The embodiment of the application also provides a computer readable storage medium, on which a computer program is stored, which when executed by a processor, can implement the text auditing method according to any of the above embodiments.
Those skilled in the art will appreciate that implementing all or part of the above described methods may be accomplished by hardware associated with a computer program stored on a non-transitory computer readable storage medium, which when executed, may comprise the steps of the embodiments of the methods described above. Any reference to memory, storage, database, or other medium provided by the present application and used in embodiments may include non-volatile and/or volatile memory. The nonvolatile memory can include Read Only Memory (ROM), programmable ROM (PROM), electrically Programmable ROM (EPROM), electrically Erasable Programmable ROM (EEPROM), or flash memory. Volatile memory can include Random Access Memory (RAM) or external cache memory. By way of illustration and not limitation, RAM is available in a variety of forms such as Static RAM (SRAM), dynamic RAM (DRAM), synchronous DRAM (SDRAM), dual speed data rate SDRAM (SSRSDRAM), enhanced SDRAM (ESDRAM), synchronous Link DRAM (SLDRAM), memory bus direct RAM (RDRAM), direct memory bus dynamic RAM (DRDRAM), and memory bus dynamic RAM (RDRAM), among others.

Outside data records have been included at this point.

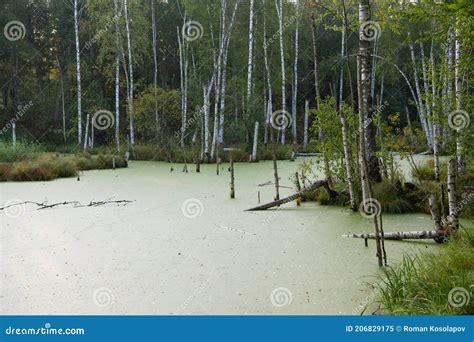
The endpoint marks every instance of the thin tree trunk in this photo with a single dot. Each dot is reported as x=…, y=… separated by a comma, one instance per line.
x=421, y=108
x=268, y=109
x=306, y=119
x=458, y=92
x=295, y=76
x=342, y=118
x=250, y=54
x=130, y=66
x=63, y=109
x=363, y=81
x=86, y=135
x=435, y=116
x=155, y=60
x=117, y=79
x=279, y=8
x=435, y=214
x=224, y=73
x=78, y=70
x=452, y=202
x=255, y=142
x=277, y=202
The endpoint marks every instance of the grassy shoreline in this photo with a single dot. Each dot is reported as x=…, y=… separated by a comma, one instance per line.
x=436, y=283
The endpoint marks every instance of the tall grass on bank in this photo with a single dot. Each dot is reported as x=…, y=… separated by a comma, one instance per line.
x=45, y=167
x=423, y=284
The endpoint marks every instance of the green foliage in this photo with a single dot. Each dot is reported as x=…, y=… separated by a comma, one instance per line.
x=22, y=151
x=392, y=197
x=45, y=167
x=421, y=284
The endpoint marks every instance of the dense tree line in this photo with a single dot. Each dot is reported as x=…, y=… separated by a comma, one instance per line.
x=212, y=72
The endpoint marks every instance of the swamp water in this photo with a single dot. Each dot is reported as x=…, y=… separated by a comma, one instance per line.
x=184, y=247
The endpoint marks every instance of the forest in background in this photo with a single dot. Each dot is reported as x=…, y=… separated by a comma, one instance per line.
x=359, y=84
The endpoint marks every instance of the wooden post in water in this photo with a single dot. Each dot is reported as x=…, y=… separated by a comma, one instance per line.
x=231, y=169
x=232, y=185
x=298, y=188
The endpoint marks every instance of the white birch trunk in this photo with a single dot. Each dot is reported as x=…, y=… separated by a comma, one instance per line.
x=429, y=117
x=117, y=79
x=435, y=116
x=14, y=134
x=130, y=66
x=255, y=142
x=224, y=73
x=342, y=118
x=86, y=134
x=279, y=8
x=458, y=92
x=306, y=122
x=250, y=54
x=452, y=203
x=295, y=77
x=78, y=71
x=268, y=111
x=421, y=108
x=155, y=60
x=181, y=74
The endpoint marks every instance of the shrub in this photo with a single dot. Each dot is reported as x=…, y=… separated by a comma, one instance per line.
x=22, y=151
x=421, y=284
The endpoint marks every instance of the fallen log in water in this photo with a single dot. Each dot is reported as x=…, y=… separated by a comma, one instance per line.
x=420, y=234
x=296, y=195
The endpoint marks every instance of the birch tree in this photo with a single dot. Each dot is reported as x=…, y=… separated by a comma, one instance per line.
x=155, y=59
x=295, y=76
x=342, y=118
x=363, y=82
x=130, y=70
x=279, y=9
x=117, y=78
x=77, y=13
x=250, y=54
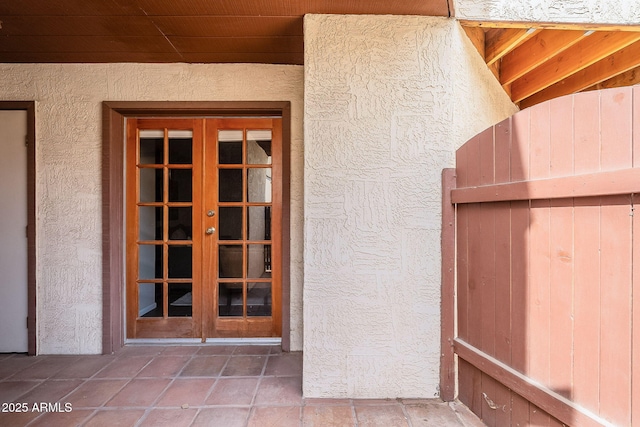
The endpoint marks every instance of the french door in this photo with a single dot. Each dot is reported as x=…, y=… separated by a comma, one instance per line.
x=204, y=224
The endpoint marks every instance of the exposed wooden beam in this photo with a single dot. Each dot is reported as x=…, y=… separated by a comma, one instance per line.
x=618, y=63
x=628, y=78
x=547, y=25
x=540, y=48
x=499, y=42
x=476, y=35
x=578, y=57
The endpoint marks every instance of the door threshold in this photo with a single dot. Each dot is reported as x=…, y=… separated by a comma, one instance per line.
x=198, y=341
x=244, y=341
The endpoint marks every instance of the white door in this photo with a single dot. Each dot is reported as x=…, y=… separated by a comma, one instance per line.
x=13, y=222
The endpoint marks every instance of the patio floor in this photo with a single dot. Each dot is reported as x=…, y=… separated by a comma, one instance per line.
x=192, y=386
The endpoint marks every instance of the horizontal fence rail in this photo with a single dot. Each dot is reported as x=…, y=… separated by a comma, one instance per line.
x=547, y=332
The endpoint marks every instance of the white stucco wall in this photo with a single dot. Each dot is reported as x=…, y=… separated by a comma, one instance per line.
x=625, y=12
x=387, y=101
x=68, y=132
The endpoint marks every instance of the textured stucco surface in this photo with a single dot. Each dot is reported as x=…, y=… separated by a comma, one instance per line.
x=68, y=132
x=625, y=12
x=388, y=99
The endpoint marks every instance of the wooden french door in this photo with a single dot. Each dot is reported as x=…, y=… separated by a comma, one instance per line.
x=204, y=227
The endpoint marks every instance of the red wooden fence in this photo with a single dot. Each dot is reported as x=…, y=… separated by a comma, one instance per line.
x=545, y=253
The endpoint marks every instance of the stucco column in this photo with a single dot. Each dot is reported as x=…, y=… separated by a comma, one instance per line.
x=387, y=101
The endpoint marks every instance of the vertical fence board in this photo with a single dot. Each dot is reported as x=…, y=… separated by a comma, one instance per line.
x=635, y=350
x=462, y=245
x=520, y=415
x=586, y=389
x=546, y=285
x=502, y=150
x=561, y=137
x=561, y=295
x=616, y=129
x=587, y=133
x=519, y=276
x=539, y=142
x=561, y=250
x=520, y=146
x=636, y=127
x=615, y=298
x=538, y=326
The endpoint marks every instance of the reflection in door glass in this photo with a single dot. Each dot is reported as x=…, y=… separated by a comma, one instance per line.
x=180, y=300
x=180, y=185
x=259, y=223
x=230, y=147
x=149, y=262
x=258, y=261
x=151, y=185
x=151, y=147
x=180, y=221
x=180, y=261
x=180, y=146
x=259, y=185
x=259, y=147
x=230, y=185
x=230, y=299
x=150, y=300
x=230, y=223
x=150, y=222
x=259, y=299
x=230, y=261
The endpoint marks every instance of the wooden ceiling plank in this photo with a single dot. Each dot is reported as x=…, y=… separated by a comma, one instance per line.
x=238, y=44
x=578, y=57
x=628, y=78
x=477, y=37
x=499, y=42
x=229, y=26
x=547, y=25
x=77, y=26
x=535, y=51
x=83, y=44
x=291, y=8
x=620, y=62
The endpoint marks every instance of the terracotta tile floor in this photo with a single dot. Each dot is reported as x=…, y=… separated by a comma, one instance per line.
x=192, y=386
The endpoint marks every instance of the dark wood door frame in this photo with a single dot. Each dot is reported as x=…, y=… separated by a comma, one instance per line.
x=114, y=115
x=30, y=108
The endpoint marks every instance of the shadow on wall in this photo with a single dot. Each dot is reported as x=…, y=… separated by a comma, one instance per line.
x=545, y=248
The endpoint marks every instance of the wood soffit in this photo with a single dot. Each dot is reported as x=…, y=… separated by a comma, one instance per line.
x=533, y=62
x=192, y=31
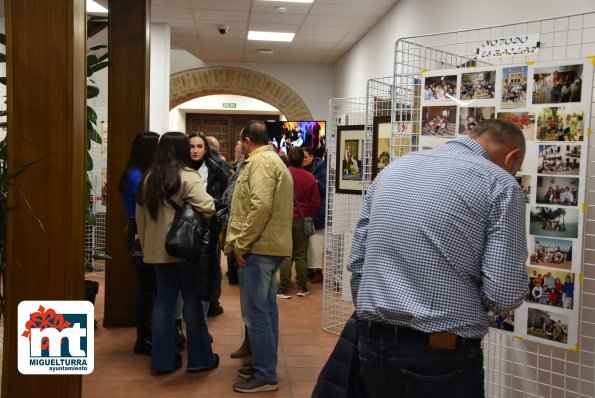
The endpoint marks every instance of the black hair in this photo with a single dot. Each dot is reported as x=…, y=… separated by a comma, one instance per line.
x=256, y=130
x=309, y=150
x=141, y=155
x=296, y=157
x=163, y=177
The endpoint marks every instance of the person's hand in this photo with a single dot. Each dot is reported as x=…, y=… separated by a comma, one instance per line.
x=240, y=260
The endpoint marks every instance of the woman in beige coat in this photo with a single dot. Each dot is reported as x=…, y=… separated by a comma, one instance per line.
x=171, y=177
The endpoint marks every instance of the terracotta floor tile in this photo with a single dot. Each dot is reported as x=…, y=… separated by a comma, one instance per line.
x=303, y=349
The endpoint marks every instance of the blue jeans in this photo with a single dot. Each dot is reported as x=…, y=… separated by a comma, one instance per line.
x=412, y=369
x=170, y=279
x=258, y=302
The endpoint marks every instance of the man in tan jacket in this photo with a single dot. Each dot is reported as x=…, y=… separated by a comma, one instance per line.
x=259, y=235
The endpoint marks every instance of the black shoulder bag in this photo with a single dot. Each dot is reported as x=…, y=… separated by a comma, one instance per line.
x=185, y=237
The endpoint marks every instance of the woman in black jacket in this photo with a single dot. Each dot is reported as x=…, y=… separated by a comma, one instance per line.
x=215, y=181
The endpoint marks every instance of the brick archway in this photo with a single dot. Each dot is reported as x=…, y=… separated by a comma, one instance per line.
x=200, y=82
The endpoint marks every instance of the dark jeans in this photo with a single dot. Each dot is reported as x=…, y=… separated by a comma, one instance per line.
x=171, y=278
x=405, y=366
x=232, y=269
x=215, y=293
x=145, y=294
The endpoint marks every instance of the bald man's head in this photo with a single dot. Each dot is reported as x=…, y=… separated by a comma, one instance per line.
x=503, y=141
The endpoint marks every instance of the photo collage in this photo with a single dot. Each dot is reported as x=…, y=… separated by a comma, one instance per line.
x=551, y=105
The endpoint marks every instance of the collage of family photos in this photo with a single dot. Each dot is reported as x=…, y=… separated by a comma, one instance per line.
x=550, y=103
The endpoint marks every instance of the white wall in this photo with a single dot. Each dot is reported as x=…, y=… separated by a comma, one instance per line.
x=373, y=55
x=312, y=82
x=159, y=78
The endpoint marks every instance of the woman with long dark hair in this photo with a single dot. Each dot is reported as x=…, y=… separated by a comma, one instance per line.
x=140, y=159
x=214, y=180
x=170, y=177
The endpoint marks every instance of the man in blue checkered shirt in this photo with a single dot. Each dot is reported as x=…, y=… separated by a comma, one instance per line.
x=440, y=240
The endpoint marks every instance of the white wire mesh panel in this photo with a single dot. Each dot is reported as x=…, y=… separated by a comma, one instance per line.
x=341, y=215
x=516, y=367
x=95, y=234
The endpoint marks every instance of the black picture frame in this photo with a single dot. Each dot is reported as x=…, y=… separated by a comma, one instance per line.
x=349, y=159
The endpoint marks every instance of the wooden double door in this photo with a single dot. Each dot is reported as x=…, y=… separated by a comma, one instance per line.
x=225, y=127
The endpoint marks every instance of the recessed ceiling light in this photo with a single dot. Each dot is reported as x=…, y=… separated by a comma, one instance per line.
x=270, y=36
x=95, y=8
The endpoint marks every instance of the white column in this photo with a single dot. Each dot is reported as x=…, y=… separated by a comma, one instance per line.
x=159, y=97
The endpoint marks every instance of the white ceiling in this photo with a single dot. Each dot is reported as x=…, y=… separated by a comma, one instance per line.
x=324, y=30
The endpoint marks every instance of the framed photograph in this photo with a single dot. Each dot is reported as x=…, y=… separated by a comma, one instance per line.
x=547, y=325
x=555, y=222
x=503, y=320
x=514, y=87
x=470, y=116
x=349, y=167
x=437, y=87
x=549, y=287
x=439, y=121
x=525, y=184
x=556, y=84
x=381, y=143
x=556, y=190
x=478, y=85
x=559, y=159
x=560, y=123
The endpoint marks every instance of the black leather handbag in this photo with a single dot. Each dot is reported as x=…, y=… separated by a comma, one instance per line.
x=187, y=233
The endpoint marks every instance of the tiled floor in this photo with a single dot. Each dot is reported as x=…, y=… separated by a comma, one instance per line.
x=303, y=349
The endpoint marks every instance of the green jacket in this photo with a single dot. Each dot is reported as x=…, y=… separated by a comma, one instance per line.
x=261, y=207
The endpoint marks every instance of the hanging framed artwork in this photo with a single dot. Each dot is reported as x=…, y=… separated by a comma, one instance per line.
x=349, y=166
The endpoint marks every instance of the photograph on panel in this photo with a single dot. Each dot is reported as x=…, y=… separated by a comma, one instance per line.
x=426, y=142
x=557, y=190
x=478, y=85
x=547, y=325
x=440, y=87
x=556, y=222
x=514, y=87
x=550, y=252
x=439, y=121
x=350, y=153
x=524, y=120
x=525, y=184
x=503, y=320
x=556, y=84
x=560, y=124
x=559, y=159
x=469, y=117
x=352, y=163
x=549, y=287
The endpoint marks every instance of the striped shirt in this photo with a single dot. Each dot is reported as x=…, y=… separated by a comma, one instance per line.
x=441, y=239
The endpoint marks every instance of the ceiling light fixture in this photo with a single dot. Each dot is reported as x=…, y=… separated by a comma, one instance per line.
x=270, y=36
x=95, y=8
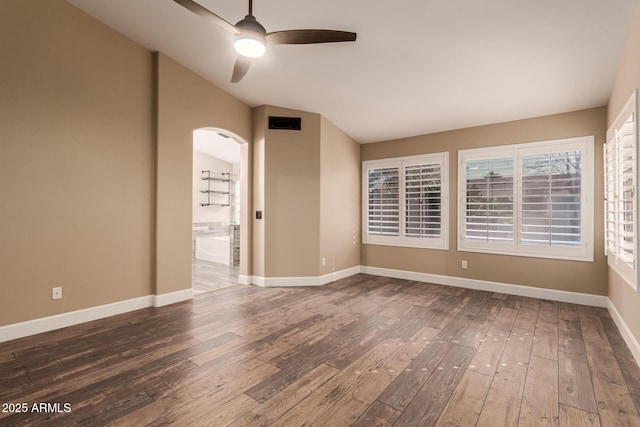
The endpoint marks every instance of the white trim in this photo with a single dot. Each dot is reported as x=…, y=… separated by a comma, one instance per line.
x=401, y=164
x=50, y=323
x=269, y=282
x=626, y=333
x=63, y=320
x=483, y=285
x=173, y=297
x=516, y=152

It should be noted that, in this document, the terms "comprises," "comprising," or any other variation thereof, are intended to cover a non-exclusive inclusion, such that a process, apparatus, article, or method that comprises a list of elements does not include only those elements but may include other elements not expressly listed or inherent to such process, apparatus, article, or method. Without further limitation, an element defined by the phrase "comprising one … …" does not exclude the presence of other like elements in a process, apparatus, article or method that comprises the element.
The above description is only of the preferred embodiments of the present application and is not intended to limit the present application, but various modifications and variations can be made to the present application by those skilled in the art. Any modification, equivalent replacement, improvement, etc. made within the spirit and principle of the present application should be included in the scope of the claims of the present application.